Secondo la psicologa Pamela Busonero, è possibile racchiudere questo tipo di violenza psicologica in tre fasi principali. Il Gaslighter inizia gradualmente. Quello che caratterizza questa prima fase è la sensazione di una comunicazione distorta. La vittima capisce che qualcosa non torna nella comunicazione, ma dà per scontato che sia un fraintendimento. Questo perché la prima fase con un manipolatore è la fase del love bombing: dove tutto appare “bellissimo”. Serve per preparare la vittima alle fasi successive del gaslithing: piccole critiche ogni tanto mischiate ad una esplosione di cose positive.

Nella seconda fase la vittima cercherà di difendersi.

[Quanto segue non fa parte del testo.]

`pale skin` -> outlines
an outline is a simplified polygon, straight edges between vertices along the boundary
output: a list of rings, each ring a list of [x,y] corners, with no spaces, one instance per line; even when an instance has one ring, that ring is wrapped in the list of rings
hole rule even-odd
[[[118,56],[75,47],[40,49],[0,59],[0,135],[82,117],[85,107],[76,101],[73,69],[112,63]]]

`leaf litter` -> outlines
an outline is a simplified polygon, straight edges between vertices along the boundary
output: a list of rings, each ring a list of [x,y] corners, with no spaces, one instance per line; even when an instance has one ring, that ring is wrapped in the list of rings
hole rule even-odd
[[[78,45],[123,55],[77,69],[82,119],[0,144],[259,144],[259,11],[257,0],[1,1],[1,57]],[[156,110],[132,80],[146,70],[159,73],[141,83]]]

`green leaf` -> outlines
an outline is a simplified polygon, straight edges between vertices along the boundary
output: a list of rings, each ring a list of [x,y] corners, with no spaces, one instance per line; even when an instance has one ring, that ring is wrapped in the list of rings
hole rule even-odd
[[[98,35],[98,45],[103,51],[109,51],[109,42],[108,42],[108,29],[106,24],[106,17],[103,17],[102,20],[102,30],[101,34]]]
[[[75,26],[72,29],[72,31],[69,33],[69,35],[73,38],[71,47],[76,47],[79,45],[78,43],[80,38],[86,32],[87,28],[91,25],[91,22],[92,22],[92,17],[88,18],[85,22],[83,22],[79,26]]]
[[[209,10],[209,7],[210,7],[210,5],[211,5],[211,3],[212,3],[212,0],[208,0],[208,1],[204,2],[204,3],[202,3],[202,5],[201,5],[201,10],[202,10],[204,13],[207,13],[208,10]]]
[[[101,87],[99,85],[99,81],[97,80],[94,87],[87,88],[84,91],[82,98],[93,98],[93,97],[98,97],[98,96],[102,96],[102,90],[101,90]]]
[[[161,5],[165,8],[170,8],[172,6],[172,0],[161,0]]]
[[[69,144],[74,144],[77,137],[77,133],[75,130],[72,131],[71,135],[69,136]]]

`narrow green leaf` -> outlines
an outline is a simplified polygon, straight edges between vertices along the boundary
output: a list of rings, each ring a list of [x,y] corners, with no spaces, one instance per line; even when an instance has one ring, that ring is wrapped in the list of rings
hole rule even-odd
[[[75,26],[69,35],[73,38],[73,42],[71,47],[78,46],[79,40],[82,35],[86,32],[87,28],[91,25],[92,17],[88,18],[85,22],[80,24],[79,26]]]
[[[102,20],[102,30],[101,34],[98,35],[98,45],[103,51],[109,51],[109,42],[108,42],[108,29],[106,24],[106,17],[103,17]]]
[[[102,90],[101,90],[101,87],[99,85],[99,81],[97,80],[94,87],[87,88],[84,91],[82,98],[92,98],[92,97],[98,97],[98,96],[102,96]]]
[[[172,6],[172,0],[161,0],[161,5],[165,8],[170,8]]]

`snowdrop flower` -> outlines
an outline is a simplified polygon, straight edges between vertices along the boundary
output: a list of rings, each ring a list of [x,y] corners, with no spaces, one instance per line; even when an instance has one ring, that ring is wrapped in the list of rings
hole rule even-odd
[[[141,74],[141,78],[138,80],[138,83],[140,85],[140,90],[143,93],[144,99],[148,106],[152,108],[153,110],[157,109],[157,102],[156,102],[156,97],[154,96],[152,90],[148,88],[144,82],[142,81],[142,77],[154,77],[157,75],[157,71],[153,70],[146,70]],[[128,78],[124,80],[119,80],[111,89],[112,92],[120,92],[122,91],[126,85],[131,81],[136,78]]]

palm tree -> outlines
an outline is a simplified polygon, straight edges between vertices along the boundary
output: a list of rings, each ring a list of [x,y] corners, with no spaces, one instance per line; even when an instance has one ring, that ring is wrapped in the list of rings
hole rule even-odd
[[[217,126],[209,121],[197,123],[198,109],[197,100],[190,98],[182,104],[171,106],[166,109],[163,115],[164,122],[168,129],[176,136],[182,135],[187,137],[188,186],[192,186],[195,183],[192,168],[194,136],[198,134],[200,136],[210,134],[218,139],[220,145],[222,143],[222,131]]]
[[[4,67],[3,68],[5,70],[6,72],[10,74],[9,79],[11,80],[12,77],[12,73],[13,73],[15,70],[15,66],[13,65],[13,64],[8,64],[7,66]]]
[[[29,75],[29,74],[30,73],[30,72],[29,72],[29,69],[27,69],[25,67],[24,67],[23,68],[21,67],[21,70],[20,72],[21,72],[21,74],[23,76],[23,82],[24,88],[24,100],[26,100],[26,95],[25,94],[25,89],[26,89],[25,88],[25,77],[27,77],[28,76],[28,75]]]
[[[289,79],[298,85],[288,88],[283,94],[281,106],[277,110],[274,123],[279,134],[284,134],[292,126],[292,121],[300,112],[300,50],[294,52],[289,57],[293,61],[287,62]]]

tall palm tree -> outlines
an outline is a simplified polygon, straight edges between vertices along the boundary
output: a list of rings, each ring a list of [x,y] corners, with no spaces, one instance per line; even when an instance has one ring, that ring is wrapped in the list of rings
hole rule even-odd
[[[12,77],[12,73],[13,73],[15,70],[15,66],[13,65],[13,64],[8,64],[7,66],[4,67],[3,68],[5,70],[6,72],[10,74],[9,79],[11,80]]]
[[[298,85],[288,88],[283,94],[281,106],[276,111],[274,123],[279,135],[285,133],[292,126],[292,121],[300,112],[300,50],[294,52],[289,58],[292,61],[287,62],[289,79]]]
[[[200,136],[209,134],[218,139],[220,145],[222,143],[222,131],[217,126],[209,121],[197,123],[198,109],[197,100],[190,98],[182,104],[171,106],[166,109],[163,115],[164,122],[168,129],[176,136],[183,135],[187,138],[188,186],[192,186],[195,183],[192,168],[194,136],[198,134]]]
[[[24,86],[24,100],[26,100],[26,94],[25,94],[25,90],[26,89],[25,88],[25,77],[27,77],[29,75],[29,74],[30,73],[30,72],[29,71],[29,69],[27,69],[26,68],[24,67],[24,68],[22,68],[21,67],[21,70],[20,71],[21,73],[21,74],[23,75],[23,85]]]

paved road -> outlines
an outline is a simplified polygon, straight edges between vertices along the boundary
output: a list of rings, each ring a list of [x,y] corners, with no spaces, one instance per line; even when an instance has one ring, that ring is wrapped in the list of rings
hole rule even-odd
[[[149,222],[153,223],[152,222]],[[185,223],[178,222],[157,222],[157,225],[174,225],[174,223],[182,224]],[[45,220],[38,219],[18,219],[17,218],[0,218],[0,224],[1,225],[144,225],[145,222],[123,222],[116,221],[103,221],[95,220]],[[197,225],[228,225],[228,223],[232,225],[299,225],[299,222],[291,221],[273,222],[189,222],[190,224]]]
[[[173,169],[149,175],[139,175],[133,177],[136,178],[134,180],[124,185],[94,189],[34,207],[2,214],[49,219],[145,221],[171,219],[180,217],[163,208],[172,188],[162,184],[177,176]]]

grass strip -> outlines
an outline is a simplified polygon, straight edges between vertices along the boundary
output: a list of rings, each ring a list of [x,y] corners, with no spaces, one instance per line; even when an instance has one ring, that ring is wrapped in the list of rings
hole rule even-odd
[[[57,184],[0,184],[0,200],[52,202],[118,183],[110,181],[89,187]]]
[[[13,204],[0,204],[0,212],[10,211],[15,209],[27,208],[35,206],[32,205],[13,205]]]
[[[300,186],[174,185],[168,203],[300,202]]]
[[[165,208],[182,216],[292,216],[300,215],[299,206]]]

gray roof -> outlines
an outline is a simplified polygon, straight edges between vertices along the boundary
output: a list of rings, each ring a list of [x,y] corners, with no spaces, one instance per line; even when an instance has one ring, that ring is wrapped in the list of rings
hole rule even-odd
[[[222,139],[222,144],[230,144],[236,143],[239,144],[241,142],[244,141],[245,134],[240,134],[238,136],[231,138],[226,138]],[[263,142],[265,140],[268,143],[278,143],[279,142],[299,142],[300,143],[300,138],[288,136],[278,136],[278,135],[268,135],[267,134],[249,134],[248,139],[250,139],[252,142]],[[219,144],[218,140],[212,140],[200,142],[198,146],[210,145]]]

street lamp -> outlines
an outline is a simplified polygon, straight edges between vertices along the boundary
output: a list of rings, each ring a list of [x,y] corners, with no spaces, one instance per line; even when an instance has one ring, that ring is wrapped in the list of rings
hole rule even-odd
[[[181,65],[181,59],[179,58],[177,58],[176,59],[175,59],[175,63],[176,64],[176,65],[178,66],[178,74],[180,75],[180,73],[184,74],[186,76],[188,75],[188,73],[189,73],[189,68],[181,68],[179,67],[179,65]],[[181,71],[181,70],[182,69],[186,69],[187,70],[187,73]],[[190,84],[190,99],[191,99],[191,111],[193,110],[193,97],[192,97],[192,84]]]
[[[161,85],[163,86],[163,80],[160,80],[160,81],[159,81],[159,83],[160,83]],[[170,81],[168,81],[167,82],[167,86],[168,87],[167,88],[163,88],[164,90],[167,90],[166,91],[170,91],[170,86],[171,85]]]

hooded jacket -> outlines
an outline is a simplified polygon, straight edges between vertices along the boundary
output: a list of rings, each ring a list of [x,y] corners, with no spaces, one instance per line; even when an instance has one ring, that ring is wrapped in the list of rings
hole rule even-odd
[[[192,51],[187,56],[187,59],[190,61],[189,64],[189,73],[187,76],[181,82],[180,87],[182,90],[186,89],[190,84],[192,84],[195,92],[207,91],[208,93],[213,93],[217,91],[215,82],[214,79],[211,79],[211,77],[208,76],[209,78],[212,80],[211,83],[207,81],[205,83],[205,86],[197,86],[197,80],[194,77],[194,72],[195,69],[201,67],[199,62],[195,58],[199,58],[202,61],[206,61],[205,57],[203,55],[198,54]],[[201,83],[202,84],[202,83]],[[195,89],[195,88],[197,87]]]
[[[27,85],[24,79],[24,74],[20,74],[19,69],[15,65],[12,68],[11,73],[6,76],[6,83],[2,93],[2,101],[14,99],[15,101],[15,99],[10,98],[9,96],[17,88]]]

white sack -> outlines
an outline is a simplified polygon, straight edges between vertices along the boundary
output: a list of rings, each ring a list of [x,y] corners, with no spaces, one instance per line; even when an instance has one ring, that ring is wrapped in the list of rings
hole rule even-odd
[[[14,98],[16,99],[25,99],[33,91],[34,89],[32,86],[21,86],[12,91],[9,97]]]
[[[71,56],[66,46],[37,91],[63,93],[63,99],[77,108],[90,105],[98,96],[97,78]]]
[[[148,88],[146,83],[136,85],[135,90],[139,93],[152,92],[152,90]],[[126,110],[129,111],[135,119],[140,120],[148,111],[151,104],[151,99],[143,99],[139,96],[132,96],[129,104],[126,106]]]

Proverà a convincere il suo abusatore che ciò che dice non è fondato, si giustificherà in tutti i modi possibili, tenterà di instaurare un dialogo con la speranza che questi comportamenti cambino. In questa fase c’è la convinzione che la capacità di ascolto e di dialogo riusciranno a far cambiare l’aggressore.

La terza fase è la più grave: quella della resa della vittima e della sua ascesa verso la depressione. La vittima non solo capisce che l’aggressore non cambierà mai, ma si convince profondamente che è lei a sbagliare e che quello che l’abusante dice corrisponde a verità. A volte l’aggressore viene perfino idealizzato e difeso davanti ad amici e parenti che, invano, tentano di far vedere la realtà alla povera vittima. La vittima diventa estremamente vulnerabile e dipendente.